2.5 Determinants and trace
A square matrix is a small table of numbers, but the linear map it represents is a much richer object. To get a feel for what a matrix is doing without staring at every individual entry, it helps to summarise it. Two scalar summaries appear throughout deep learning. The first is the determinant, written $\det(\mathbf{A})$ or $|\mathbf{A}|$. It tells you, in a single number, how much the matrix stretches or shrinks volumes, whether it flips orientation, and, most usefully, whether the matrix is invertible. The second is the trace, written $\text{tr}(\mathbf{A})$, the sum of the diagonal entries; it equals the sum of the eigenvalues, which makes it structural rather than casual.
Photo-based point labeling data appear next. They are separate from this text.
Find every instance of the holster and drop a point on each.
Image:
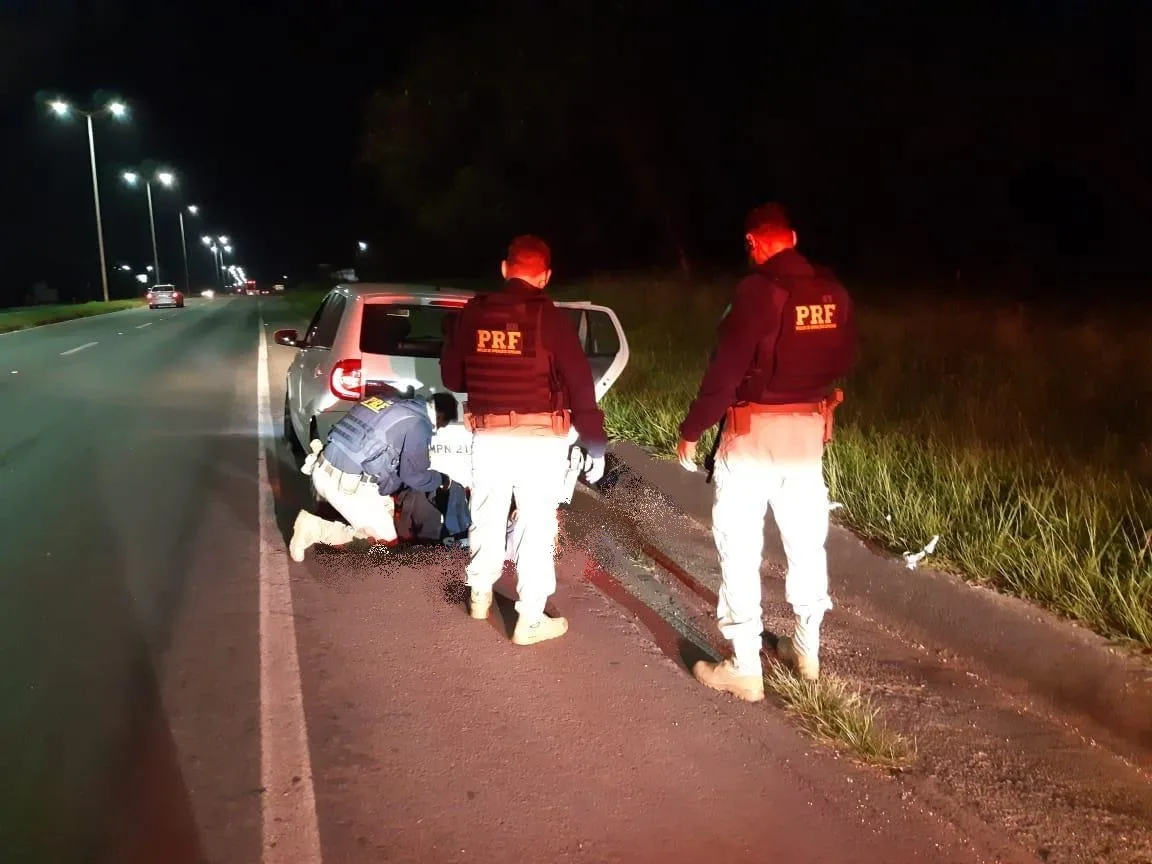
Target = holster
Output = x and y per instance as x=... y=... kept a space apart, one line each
x=739 y=418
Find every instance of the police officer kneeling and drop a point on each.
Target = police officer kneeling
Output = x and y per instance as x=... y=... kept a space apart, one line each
x=373 y=452
x=787 y=336
x=520 y=361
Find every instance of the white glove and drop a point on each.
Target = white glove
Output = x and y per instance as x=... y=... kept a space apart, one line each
x=593 y=468
x=310 y=461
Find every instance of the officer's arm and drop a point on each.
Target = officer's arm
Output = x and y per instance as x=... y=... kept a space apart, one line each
x=415 y=468
x=753 y=313
x=575 y=376
x=452 y=360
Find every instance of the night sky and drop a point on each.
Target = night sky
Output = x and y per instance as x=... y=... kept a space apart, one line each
x=1013 y=146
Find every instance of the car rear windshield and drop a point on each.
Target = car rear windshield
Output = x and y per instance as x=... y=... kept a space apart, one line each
x=406 y=330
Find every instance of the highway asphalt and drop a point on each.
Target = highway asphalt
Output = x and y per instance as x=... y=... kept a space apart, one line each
x=172 y=688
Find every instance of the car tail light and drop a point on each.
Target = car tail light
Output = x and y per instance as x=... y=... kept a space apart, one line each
x=347 y=381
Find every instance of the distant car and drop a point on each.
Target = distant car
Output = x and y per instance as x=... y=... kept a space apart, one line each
x=165 y=295
x=386 y=340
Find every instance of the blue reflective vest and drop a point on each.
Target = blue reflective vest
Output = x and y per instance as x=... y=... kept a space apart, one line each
x=370 y=438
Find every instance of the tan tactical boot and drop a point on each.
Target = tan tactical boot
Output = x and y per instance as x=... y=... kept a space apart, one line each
x=529 y=633
x=304 y=533
x=479 y=605
x=724 y=676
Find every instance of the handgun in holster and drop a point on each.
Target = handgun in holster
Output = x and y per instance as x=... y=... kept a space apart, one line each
x=710 y=461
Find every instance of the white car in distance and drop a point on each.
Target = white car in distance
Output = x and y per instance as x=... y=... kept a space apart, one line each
x=165 y=295
x=386 y=340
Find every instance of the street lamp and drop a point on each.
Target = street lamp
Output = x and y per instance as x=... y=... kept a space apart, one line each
x=183 y=243
x=217 y=263
x=166 y=179
x=119 y=111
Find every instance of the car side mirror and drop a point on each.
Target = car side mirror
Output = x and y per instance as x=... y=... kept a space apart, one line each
x=287 y=338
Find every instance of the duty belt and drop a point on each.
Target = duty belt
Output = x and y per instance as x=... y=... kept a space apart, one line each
x=346 y=480
x=739 y=417
x=559 y=422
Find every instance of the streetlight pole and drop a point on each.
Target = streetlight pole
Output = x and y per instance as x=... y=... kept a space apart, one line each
x=166 y=179
x=96 y=197
x=151 y=221
x=118 y=110
x=183 y=244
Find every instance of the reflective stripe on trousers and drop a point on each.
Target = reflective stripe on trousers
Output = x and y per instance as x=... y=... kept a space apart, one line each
x=369 y=514
x=529 y=463
x=778 y=464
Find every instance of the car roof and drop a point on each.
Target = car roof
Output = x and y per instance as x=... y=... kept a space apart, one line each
x=384 y=290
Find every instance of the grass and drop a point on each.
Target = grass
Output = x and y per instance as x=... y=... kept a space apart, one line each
x=22 y=318
x=1023 y=441
x=832 y=712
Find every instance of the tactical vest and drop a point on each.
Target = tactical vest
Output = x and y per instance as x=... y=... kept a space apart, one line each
x=507 y=366
x=793 y=362
x=358 y=442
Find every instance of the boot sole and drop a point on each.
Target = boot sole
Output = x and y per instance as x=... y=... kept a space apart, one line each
x=740 y=692
x=536 y=639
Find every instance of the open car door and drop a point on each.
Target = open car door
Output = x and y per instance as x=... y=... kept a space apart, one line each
x=606 y=348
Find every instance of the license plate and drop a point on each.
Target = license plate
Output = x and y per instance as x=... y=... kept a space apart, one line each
x=451 y=449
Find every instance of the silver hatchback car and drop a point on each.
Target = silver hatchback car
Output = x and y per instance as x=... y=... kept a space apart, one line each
x=386 y=339
x=165 y=295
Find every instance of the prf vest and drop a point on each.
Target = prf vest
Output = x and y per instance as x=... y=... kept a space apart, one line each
x=507 y=366
x=794 y=361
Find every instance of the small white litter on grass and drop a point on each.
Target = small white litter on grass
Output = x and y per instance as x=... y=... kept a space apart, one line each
x=911 y=559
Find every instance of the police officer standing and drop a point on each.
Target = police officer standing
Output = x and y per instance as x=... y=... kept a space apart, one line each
x=528 y=380
x=377 y=449
x=785 y=340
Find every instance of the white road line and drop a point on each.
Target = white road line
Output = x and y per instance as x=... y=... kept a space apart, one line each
x=292 y=833
x=78 y=348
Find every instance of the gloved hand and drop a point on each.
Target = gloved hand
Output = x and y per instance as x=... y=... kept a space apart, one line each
x=309 y=465
x=593 y=468
x=686 y=454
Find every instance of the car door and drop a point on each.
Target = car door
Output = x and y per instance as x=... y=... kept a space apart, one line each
x=312 y=364
x=606 y=348
x=604 y=341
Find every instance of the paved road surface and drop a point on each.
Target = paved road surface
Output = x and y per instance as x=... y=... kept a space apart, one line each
x=131 y=726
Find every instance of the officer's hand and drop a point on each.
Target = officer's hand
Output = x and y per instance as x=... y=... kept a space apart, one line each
x=593 y=468
x=686 y=452
x=316 y=447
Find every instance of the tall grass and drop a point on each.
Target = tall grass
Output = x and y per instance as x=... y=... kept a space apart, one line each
x=1022 y=440
x=23 y=317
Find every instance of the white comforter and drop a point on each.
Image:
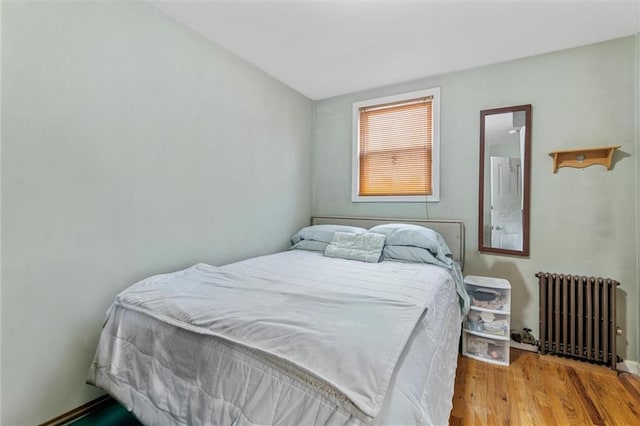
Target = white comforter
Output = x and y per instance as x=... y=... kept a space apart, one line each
x=335 y=328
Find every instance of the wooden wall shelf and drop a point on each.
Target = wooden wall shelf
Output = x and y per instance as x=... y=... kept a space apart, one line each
x=581 y=158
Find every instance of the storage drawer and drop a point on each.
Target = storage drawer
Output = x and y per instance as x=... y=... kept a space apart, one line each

The two are invariants, numbers the matrix carries regardless of how you choose coordinates. Determinants reappear in normalising flows, in the multivariate Gaussian density, and in change-of-variable arguments. Trace reappears in the Frobenius norm, in regularisers, in KL divergences between Gaussians, and in the matrix calculus identities of §2.9.
Determinant: definition
For the smallest non-trivial case, a $2 \times 2$ matrix, the determinant has a particularly simple formula:
$$\det\begin{pmatrix} a & b \\ c & d \end{pmatrix} = ad - bc.$$
You multiply the entries on the leading diagonal, multiply the entries on the off-diagonal, and subtract. That is all. As a numerical example, take
$$\mathbf{A} = \begin{pmatrix} 1 & 2 \\ 3 & 4 \end{pmatrix}, \qquad \det(\mathbf{A}) = 1 \cdot 4 - 2 \cdot 3 = 4 - 6 = -2.$$
The negative sign is genuinely meaningful, not a bookkeeping accident, it tells you that the map represented by $\mathbf{A}$ flips orientation. We will return to the geometric meaning in the next subsection.
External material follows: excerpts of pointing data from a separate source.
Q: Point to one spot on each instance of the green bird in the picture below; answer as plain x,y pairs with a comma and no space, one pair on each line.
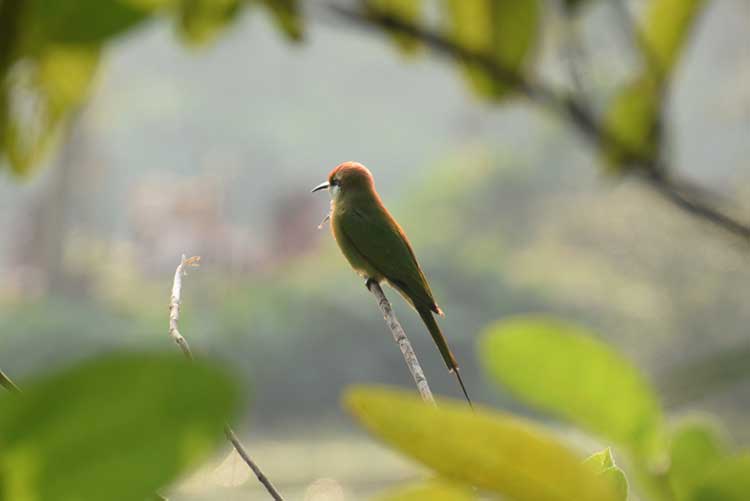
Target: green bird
377,248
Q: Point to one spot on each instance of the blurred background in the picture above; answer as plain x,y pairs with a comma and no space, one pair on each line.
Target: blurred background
211,149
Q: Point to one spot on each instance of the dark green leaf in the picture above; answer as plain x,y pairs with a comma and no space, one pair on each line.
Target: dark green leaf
117,428
632,120
563,369
505,30
288,16
694,450
433,490
201,21
727,481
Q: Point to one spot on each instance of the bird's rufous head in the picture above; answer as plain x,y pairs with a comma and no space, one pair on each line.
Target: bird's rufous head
348,177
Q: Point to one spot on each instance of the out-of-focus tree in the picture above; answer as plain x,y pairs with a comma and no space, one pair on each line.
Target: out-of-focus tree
50,53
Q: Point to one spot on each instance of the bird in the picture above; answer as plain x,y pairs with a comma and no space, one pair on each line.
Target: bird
377,248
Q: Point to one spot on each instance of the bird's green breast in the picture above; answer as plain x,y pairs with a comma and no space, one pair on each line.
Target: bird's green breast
349,249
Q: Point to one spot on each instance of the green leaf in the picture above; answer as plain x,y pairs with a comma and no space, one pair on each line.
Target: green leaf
563,369
404,10
727,481
506,30
632,116
116,428
695,449
201,21
65,74
603,463
87,22
666,27
288,16
631,119
487,449
433,490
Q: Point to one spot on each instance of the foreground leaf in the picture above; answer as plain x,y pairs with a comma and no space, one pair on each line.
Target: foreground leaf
695,450
565,370
666,28
727,481
117,428
604,464
487,449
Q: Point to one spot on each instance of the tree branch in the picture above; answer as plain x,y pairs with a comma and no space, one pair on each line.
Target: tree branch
570,108
174,333
410,357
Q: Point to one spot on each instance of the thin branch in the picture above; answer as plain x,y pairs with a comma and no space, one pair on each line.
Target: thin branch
174,333
410,357
566,106
174,304
8,383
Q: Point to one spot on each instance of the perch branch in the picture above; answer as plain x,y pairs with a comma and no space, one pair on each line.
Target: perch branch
8,383
410,357
174,333
567,107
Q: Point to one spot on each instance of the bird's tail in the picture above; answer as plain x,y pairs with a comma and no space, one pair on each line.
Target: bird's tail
445,351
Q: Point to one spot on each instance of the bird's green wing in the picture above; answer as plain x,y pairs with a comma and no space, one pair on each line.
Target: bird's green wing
382,243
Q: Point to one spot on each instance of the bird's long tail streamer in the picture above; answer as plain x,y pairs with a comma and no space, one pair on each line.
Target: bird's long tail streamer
442,344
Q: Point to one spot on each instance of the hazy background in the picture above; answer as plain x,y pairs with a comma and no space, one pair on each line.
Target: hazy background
213,152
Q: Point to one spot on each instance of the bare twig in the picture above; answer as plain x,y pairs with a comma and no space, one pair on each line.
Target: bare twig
8,383
174,333
174,304
403,342
652,170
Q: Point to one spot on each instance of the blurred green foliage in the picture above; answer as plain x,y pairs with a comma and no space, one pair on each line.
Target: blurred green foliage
490,450
573,376
604,464
115,428
554,366
633,114
50,53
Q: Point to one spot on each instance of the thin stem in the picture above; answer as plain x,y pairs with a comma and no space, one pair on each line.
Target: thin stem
570,108
174,333
410,357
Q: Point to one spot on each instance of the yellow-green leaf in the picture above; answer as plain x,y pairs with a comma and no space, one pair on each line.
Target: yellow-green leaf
487,449
506,30
433,490
727,481
565,370
695,449
666,27
65,73
603,463
403,10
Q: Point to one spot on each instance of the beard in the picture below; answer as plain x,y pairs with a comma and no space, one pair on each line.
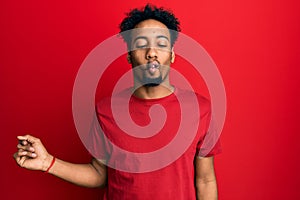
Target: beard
152,82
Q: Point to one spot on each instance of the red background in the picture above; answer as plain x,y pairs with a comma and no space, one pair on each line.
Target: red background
255,44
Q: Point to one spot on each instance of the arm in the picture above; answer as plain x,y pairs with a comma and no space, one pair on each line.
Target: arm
33,155
205,179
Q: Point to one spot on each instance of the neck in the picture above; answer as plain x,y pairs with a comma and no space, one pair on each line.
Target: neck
153,92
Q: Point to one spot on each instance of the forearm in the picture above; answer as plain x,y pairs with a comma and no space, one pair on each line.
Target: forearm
207,190
80,174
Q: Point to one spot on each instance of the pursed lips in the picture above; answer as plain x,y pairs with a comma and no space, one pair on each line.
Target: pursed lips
152,67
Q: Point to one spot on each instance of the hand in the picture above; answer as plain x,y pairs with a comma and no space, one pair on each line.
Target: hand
32,154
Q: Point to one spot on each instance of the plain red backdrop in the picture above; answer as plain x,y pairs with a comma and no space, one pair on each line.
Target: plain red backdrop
255,44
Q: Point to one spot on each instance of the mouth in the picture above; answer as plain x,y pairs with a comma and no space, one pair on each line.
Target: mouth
152,67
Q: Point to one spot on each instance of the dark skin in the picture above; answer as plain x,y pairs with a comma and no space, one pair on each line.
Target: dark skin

For a $3 \times 3$ matrix the formula is longer but follows the same spirit. Using cofactor expansion along the first row,
$$\det\begin{pmatrix} a & b & c \\ d & e & f \\ g & h & i \end{pmatrix} = a(ei - fh) - b(di - fg) + c(dh - eg).$$
Each term is the entry from the top row, multiplied by the determinant of the $2 \times 2$ submatrix you obtain by crossing out that entry's row and column, with alternating plus and minus signs. The pattern continues recursively: a $4 \times 4$ determinant is a sum of four $3 \times 3$ determinants, each of which is itself a sum of three $2 \times 2$ determinants.
The fully general definition is a sum over all $n!$ permutations of the indices $\{1, 2, \dots, n\}$, with each term carrying the sign of the permutation. That definition is mathematically clean but computationally hopeless: $10! = 3{,}628{,}800$ already, and $20!$ exceeds the number of atoms in a small bacterium. Real software never computes determinants this way. Instead, libraries factor the matrix using LU decomposition, $\mathbf{A} = \mathbf{P}\mathbf{L}\mathbf{U}$, where $\mathbf{L}$ is lower triangular with ones on the diagonal, $\mathbf{U}$ is upper triangular, and $\mathbf{P}$ is a permutation matrix. The determinant of a triangular matrix is just the product of its diagonal entries, so $\det(\mathbf{A}) = \pm\, u_{11} u_{22} \cdots u_{nn}$, where the sign comes from the parity of $\mathbf{P}$. The cost is $O(n^3)$, the same as solving a linear system, fast enough to be practical for matrices in the thousands.
A practical aside is worth flagging here. Numerical determinants of large matrices overflow or underflow easily, because multiplying $n$ numbers each of size around $10$ produces a result of size around $10^n$. For this reason serious code never computes $\det(\mathbf{A})$ as a single floating-point number when $n$ is large; it computes $\log|\det(\mathbf{A})|$ instead, by summing the logarithms of the diagonal entries of $\mathbf{U}$. The sign is tracked separately. Whenever you see a model report a log-determinant, as you will throughout the normalising-flow literature, this is why.
Geometric interpretation: signed volume
The determinant has a clean geometric meaning that makes the algebraic formula feel inevitable rather than arbitrary. Take the unit cube in $\mathbb{R}^n$, the cube spanned by the standard basis vectors $\mathbf{e}_1, \mathbf{e}_2, \dots, \mathbf{e}_n$. Apply the linear map $\mathbf{A}$. Each basis vector $\mathbf{e}_i$ becomes the $i$-th column of $\mathbf{A}$, and the unit cube becomes the parallelepiped spanned by those columns. The volume of that parallelepiped is exactly $|\det(\mathbf{A})|$.
A few worked cases pin down the intuition. The identity matrix $\mathbf{I}$ leaves the unit cube alone, so its determinant should be $1$, and indeed $\det(\mathbf{I}) = 1$. The diagonal matrix
$$\text{diag}(2, 3) = \begin{pmatrix} 2 & 0 \\ 0 & 3 \end{pmatrix}$$
stretches the unit square by a factor of two horizontally and three vertically, producing a $2 \times 3$ rectangle whose area is $6$. The determinant agrees: $2 \cdot 3 - 0 \cdot 0 = 6$. The matrix
$$\begin{pmatrix} 1 & 1 \\ 1 & 1 \end{pmatrix}$$
has both columns pointing in the same direction, so the parallelogram it spans is degenerate, it has collapsed to a line and has zero area. The determinant agrees once more: $1 \cdot 1 - 1 \cdot 1 = 0$.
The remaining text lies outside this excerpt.